Runaway - zgadzam się.

Jeśli zebrałaby się duża liczba osób , można się po prostu podzielić. Jedni będą grali w taką a taką grę, a inni w inną grę.

Tak jak to ująłeś - nie musimy grać wszyscy w to samo.

Poczekam na rozwój sytuacji.

Boże...boże...boże.. bożenko... Co tu się wyprawia. Ale po kolei Nie, nie napisałeś, chyba, że z innego konta na forum, więc nie opowiadaj bajek. A mnie rozwala to, że tacy jak ty się chwalą swoją "wiedzą" na ten temat. Powtórzę, to co mówili inni, może w końcu dotrze do was. Gadanie o d*pie maryni - nie. Komunikacja dotycząca gry - tak. Zgłosiło się wiele osób, więc uznałem, że najlepiej będzie ogarnąć kanał ts. Tam łatwiej omówić, co kto lubi i w co byśmy grali. Jak już pisałem, nie musimy grać wszyscy w jedną grę. Na sam początek poprosiłem kolegę, aby mi zrobił pokój na swoim ts, a następnie do osób wypowiadających się w temacie, jak leci wysłałem namiary na pw. Nie chciałem upubliczniać tego adresu, aby nie przychodziły trolle czy inne wybryki natury. Pokój nazwałem Skyforge, bo od niego się zaczęło. Na ts wbiło kilka osób. Niektórych mogła zaskoczyć duża grupa ludzi na dzień dobry przy wbiciu na ts, za co przepraszam, bo nie spodziewałem się ich. Jak mówiłem ts kolegi i czasami grają tam inne ekipy. Z tych, którym udało się dotrzeć na nasz kanał 2 grało w Skyforge. Nie mogliśmy grać razem, ze względu na różnicę prestige. Z inną osobą rozmawiałem o tym, że w Skyforge jest brak otwartego świata i poszukamy coś innego. Było późno (dla mnie), więc uciekłem. Potem chorowałem i nie miałem siły nawet kompa włączyć. Potem były tylko pustki. Przeczytałem news o reaktywacji ts strony mmorpg.org.pl i postanowiłem, że tam zrobię kanał. Napiszę w poście jak się dostać na pokój i każdy kto chce, będzie mógł wbić, bez pisania do mnie na pw czy postowania w temacie. Info o ts napisałem w piątek, a potem trochę siedziałem, w piątek, sobotę i niedzielę, ale nikt nie przyszedł. W tym temacie też nic nowego, więc dałem sobie spokój. Jednak ze względu na sporą aktywność w temacie postanowiłem się wypowiedzieć. Nie wiem czy źle mnie zrozumieliście, w którejś kwestii, czy może uważaliście, że szukam ludzi tylko do Skyforge, czy wolicie podejście bardziej indywidualne. Potrzebny jest jakiś lider, kto by to ogarnął. Ja nie mam najlepszych cech, a nawet jeśli bym próbował to obecnie mam za mało czasu. Przepraszam was wszystkich za ten temat, tych którym zrobiłem niewielką nadzieję na milsze spędzanie czasu w grze i tych którym dałem okazje do wyładowania frustracji niezrozumienia w postaci gównoburzy. Niestety nie wyszło. "I tyle".
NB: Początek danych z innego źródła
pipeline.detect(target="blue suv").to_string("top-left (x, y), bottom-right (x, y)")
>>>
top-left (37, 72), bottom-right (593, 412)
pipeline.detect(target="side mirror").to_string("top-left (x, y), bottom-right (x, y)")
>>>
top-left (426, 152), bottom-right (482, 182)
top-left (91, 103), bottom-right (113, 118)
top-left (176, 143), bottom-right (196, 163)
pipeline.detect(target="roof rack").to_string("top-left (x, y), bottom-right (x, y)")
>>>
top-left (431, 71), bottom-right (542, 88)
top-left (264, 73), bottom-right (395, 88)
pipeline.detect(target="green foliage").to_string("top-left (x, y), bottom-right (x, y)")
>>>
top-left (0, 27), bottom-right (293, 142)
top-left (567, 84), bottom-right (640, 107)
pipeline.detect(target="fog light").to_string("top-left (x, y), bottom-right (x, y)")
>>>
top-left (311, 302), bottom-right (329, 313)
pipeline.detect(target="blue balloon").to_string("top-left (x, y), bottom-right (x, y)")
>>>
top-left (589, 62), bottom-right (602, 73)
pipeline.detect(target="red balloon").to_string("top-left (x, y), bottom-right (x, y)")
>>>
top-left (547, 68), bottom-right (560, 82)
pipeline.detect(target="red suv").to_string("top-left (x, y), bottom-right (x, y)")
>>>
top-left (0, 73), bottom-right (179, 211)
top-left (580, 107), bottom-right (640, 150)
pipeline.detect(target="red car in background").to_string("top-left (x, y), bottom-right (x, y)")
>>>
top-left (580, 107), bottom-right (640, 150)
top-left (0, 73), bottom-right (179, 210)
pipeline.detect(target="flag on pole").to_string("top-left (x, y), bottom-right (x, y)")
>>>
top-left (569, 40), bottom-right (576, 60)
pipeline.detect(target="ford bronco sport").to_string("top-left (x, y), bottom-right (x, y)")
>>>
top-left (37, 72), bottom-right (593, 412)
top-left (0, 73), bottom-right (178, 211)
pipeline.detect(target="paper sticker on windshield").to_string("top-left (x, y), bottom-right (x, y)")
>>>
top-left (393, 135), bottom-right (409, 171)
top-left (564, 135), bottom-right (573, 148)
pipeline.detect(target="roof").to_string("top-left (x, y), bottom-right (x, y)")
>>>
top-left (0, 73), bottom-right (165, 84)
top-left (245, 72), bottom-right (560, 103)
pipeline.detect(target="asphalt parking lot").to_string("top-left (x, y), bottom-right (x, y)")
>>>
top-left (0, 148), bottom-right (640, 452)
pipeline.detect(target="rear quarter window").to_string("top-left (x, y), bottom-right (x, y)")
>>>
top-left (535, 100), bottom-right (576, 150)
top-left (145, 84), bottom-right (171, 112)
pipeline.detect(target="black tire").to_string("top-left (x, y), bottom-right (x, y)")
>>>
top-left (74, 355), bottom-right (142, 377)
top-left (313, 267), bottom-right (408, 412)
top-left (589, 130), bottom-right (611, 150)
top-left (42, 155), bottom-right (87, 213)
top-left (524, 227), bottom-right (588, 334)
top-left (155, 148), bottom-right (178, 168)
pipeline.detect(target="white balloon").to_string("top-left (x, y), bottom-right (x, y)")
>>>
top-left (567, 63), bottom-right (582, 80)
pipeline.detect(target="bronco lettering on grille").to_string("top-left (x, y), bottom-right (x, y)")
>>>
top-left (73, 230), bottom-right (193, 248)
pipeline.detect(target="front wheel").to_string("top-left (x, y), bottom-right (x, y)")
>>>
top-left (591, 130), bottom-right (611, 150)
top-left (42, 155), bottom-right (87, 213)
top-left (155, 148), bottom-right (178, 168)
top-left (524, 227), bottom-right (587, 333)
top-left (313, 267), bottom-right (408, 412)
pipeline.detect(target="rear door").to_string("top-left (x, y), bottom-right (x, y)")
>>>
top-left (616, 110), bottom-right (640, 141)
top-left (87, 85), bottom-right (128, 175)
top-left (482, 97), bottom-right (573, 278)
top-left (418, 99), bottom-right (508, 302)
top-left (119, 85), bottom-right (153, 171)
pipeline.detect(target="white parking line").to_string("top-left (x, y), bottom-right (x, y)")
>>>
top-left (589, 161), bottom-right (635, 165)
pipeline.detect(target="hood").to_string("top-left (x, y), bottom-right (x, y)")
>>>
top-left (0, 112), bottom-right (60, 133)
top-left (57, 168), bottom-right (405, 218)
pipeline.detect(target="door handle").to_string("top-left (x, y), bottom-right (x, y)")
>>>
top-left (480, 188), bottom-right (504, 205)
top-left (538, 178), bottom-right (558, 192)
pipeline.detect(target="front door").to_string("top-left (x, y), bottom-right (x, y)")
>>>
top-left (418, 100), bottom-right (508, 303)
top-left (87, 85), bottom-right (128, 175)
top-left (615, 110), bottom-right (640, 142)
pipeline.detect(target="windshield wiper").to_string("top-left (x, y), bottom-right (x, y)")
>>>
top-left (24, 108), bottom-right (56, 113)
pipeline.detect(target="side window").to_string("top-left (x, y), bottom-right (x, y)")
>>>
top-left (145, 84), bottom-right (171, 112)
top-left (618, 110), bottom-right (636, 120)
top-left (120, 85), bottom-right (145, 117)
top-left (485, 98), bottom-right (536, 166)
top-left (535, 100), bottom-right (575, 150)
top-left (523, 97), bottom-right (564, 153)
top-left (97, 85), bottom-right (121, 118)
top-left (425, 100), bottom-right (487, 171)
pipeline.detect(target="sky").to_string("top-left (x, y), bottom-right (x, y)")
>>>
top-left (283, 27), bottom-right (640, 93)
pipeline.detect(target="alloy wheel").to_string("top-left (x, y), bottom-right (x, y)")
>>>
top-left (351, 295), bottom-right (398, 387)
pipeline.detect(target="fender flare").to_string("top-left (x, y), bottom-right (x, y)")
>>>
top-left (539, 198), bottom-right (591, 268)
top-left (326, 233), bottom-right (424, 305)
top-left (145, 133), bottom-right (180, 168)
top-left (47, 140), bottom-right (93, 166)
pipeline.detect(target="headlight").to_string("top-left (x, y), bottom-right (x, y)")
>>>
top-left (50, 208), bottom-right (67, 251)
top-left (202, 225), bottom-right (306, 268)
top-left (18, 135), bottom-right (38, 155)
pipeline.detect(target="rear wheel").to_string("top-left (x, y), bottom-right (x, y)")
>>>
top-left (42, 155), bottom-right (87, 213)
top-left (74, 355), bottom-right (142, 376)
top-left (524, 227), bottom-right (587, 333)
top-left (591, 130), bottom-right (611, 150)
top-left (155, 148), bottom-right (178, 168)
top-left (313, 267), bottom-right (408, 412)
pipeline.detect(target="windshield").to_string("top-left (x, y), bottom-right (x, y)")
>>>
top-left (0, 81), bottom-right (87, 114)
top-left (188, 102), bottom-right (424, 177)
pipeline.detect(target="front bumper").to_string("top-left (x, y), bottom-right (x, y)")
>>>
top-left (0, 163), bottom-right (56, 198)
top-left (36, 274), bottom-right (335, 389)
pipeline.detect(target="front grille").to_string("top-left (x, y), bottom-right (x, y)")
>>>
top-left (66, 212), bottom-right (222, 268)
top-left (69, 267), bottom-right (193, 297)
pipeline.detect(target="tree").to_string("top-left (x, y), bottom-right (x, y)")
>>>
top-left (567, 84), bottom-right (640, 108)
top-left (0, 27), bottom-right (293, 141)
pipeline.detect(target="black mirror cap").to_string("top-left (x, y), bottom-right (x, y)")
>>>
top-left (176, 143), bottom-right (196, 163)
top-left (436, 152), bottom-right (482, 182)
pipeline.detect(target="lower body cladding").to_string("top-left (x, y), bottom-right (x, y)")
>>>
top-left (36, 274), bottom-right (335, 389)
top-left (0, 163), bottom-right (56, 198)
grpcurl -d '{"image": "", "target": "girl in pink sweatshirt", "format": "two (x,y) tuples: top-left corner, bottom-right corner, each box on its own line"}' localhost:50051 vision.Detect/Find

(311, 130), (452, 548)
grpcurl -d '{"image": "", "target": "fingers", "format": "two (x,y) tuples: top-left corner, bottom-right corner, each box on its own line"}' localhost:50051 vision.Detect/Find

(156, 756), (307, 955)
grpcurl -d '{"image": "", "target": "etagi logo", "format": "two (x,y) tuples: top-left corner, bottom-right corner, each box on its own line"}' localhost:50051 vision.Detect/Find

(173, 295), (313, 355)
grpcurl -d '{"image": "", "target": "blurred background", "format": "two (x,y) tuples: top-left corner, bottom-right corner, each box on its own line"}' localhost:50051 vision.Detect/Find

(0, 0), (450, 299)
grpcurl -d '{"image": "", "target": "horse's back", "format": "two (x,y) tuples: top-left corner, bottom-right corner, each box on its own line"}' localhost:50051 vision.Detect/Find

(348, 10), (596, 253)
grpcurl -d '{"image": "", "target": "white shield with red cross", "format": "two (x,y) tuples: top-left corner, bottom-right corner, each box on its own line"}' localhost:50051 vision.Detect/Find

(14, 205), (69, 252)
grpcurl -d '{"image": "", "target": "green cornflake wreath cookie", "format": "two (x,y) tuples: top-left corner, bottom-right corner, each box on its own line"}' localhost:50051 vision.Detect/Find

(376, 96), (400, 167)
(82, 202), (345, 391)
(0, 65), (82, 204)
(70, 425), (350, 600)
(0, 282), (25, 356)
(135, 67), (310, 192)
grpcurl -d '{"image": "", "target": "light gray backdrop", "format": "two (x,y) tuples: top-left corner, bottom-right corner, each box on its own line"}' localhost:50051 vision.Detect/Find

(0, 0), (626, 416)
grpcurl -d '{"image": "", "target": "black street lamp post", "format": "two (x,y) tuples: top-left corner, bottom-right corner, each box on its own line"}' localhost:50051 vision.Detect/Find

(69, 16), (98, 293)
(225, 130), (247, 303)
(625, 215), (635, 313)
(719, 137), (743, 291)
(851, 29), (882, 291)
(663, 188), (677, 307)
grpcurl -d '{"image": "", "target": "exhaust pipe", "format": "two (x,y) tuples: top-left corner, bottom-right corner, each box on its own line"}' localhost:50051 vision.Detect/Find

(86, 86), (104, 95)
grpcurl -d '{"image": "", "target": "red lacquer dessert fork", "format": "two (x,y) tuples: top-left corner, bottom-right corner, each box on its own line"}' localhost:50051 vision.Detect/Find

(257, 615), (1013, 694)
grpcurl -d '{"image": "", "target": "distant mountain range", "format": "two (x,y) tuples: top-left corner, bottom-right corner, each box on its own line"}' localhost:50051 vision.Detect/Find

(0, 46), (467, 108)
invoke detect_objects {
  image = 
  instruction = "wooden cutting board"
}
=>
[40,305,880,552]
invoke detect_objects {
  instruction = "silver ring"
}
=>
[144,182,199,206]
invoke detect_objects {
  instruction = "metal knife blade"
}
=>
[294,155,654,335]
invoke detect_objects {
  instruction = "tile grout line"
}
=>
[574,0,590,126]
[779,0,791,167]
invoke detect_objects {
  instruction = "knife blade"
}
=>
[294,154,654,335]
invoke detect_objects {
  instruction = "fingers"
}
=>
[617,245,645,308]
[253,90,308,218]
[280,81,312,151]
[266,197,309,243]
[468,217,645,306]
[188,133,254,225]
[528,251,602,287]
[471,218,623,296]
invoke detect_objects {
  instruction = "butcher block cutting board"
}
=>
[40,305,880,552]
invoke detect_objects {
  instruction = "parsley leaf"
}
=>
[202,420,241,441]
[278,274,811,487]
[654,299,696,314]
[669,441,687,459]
Nie bulwersuj sie, ludzie dziwne rzeczy pisali to sie spytałem, kolega wytłumaczył i zgadzam sie z takim podejściem. W takim gdybyście chcieli pograc w Skyforge to chetnie pomogę/wytłumaczę. Zabawa jet przednia, a zwłaszcza jesli ma sie swoja drużyne :)

Nie wiem po co wy w ogóle dyskutujecie z takimi ludźmi co się tutaj udzielili. Rozpoczynanie głupich dyskusji i zadawanie głupich pytań to jedno, to raczej typowe i mało szkodliwe, ale gdy zjawia się ktoś kto wszystko czego nie rozumie uważa za chorobę psychiczną, to na prawdę powinno się odpuścić sobie wszelkie dyskusje, bo są to przypadki beznadziejne. Mnóstwo jest przecież takich przypadków w internecie, przy najróżniejszych tematach. Nie dość że to ograniczeni umysłowo ignoranci, to jeszcze zawsze muszą wsadzić nos tam gdzie nie trzeba i się wypowiadać się w tematach które ich w ogóle nie dotyczą i nic o nich nie wiedzą. Ktoś sobie założył temat szukając graczy o podobnej charakterystyce do niego i już się zebrała chmara pseudopsychologów, nie wiem ilu bo nie chce mi się tego czytać. Nie wiem czy to jakieś desperackie szukanie uwagi czy jakaś potrzeba udawania eksperta, ale jeżeli coś się powinno leczyć to raczej to, a nie introwertyzm.